Sure, a fusion drive does offer a whole load of advantages in the form a whole load of storage for a relatively cheeper price. For the average user it makes a load of sense in they can have everything in one box that looks tidy and no bother. If you are a user who doesn't keep a whole bunch of files, then it would be more logical and faster if your storage needs can be more than met by a 512ssd to go pure ssd. If you are a buisness or IT type person, then more than likely you will have an external drive hooked up to your iMac anyways as you will be logical and back things up. So if you are already compartmentalizing everything, going to an SSD only with external storage for older documents or data that is not required all the time might be faster to do it yourself.

It all comes down to knowing your own needs and how much you want to put into it as that controls what you get out.

I don't think you really understand how Fusion Drive works.
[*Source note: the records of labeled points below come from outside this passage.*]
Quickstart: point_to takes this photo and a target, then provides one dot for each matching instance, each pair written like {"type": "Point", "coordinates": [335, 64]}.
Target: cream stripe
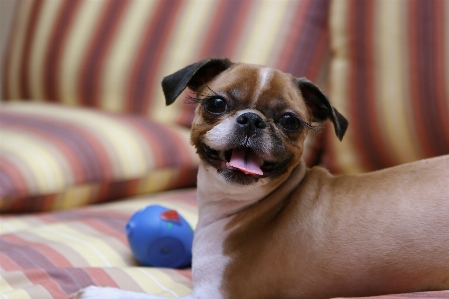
{"type": "Point", "coordinates": [76, 196]}
{"type": "Point", "coordinates": [16, 294]}
{"type": "Point", "coordinates": [188, 34]}
{"type": "Point", "coordinates": [391, 44]}
{"type": "Point", "coordinates": [282, 35]}
{"type": "Point", "coordinates": [160, 285]}
{"type": "Point", "coordinates": [91, 248]}
{"type": "Point", "coordinates": [75, 49]}
{"type": "Point", "coordinates": [262, 32]}
{"type": "Point", "coordinates": [5, 287]}
{"type": "Point", "coordinates": [446, 45]}
{"type": "Point", "coordinates": [46, 170]}
{"type": "Point", "coordinates": [119, 140]}
{"type": "Point", "coordinates": [45, 27]}
{"type": "Point", "coordinates": [347, 157]}
{"type": "Point", "coordinates": [122, 52]}
{"type": "Point", "coordinates": [10, 292]}
{"type": "Point", "coordinates": [23, 12]}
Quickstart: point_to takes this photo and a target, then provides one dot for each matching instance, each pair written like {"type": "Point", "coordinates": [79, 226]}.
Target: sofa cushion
{"type": "Point", "coordinates": [51, 255]}
{"type": "Point", "coordinates": [113, 54]}
{"type": "Point", "coordinates": [389, 77]}
{"type": "Point", "coordinates": [57, 157]}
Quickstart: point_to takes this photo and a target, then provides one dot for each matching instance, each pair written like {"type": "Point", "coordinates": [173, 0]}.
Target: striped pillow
{"type": "Point", "coordinates": [57, 157]}
{"type": "Point", "coordinates": [51, 255]}
{"type": "Point", "coordinates": [113, 54]}
{"type": "Point", "coordinates": [390, 78]}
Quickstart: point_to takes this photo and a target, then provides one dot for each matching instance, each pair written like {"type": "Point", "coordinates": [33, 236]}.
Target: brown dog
{"type": "Point", "coordinates": [271, 228]}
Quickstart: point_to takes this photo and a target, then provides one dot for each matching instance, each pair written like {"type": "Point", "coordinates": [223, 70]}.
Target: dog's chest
{"type": "Point", "coordinates": [209, 263]}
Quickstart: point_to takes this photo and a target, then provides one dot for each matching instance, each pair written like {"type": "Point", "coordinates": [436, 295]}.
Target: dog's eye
{"type": "Point", "coordinates": [289, 122]}
{"type": "Point", "coordinates": [215, 105]}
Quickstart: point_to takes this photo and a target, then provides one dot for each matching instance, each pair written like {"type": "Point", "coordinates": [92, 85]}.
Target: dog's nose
{"type": "Point", "coordinates": [250, 122]}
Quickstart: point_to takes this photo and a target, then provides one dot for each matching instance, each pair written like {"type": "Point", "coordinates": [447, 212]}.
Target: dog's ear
{"type": "Point", "coordinates": [192, 76]}
{"type": "Point", "coordinates": [320, 106]}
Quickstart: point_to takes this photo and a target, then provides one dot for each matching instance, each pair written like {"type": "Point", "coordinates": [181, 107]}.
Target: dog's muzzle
{"type": "Point", "coordinates": [243, 162]}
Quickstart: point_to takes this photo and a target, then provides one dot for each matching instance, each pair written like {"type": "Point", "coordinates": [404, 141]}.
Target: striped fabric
{"type": "Point", "coordinates": [423, 295]}
{"type": "Point", "coordinates": [57, 157]}
{"type": "Point", "coordinates": [390, 78]}
{"type": "Point", "coordinates": [112, 54]}
{"type": "Point", "coordinates": [50, 255]}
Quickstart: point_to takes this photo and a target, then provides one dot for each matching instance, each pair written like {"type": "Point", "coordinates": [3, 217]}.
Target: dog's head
{"type": "Point", "coordinates": [251, 120]}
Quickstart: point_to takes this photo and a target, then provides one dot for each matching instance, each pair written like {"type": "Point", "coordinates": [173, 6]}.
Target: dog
{"type": "Point", "coordinates": [269, 227]}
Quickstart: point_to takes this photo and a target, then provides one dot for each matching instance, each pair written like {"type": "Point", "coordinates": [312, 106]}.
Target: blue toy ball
{"type": "Point", "coordinates": [160, 237]}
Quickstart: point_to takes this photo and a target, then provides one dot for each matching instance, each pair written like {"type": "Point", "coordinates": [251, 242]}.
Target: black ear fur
{"type": "Point", "coordinates": [192, 76]}
{"type": "Point", "coordinates": [321, 107]}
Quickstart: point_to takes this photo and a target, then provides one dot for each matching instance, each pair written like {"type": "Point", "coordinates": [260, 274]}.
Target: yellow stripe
{"type": "Point", "coordinates": [23, 12]}
{"type": "Point", "coordinates": [95, 252]}
{"type": "Point", "coordinates": [182, 49]}
{"type": "Point", "coordinates": [347, 160]}
{"type": "Point", "coordinates": [75, 49]}
{"type": "Point", "coordinates": [118, 63]}
{"type": "Point", "coordinates": [157, 282]}
{"type": "Point", "coordinates": [46, 173]}
{"type": "Point", "coordinates": [76, 196]}
{"type": "Point", "coordinates": [446, 45]}
{"type": "Point", "coordinates": [391, 57]}
{"type": "Point", "coordinates": [12, 292]}
{"type": "Point", "coordinates": [45, 26]}
{"type": "Point", "coordinates": [120, 140]}
{"type": "Point", "coordinates": [263, 30]}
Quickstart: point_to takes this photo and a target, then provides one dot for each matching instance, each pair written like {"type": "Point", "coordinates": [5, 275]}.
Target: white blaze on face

It isn't deciding what it thinks is important, it is just moving the things you access often. You are deciding what you think is important in your usage. Almost everybody uses a consistent set of applications and documents so this works well.

When you load an application it will also pull a bunch of dynamic libraries and cached data in with it. These are also stored on the SSD so application loads are fast. It doesn't matter if your music library is 300GB, only the songs you listen to often are on the SSD. Your photo library is not on the SSD, only the generated image previews are. I assume the swap file is also kept on the SSD. A lot of access load is removed from the HDD. So even though you sometimes have to reach out to it, you're not thrashing so it is as fast as it can reasonably be.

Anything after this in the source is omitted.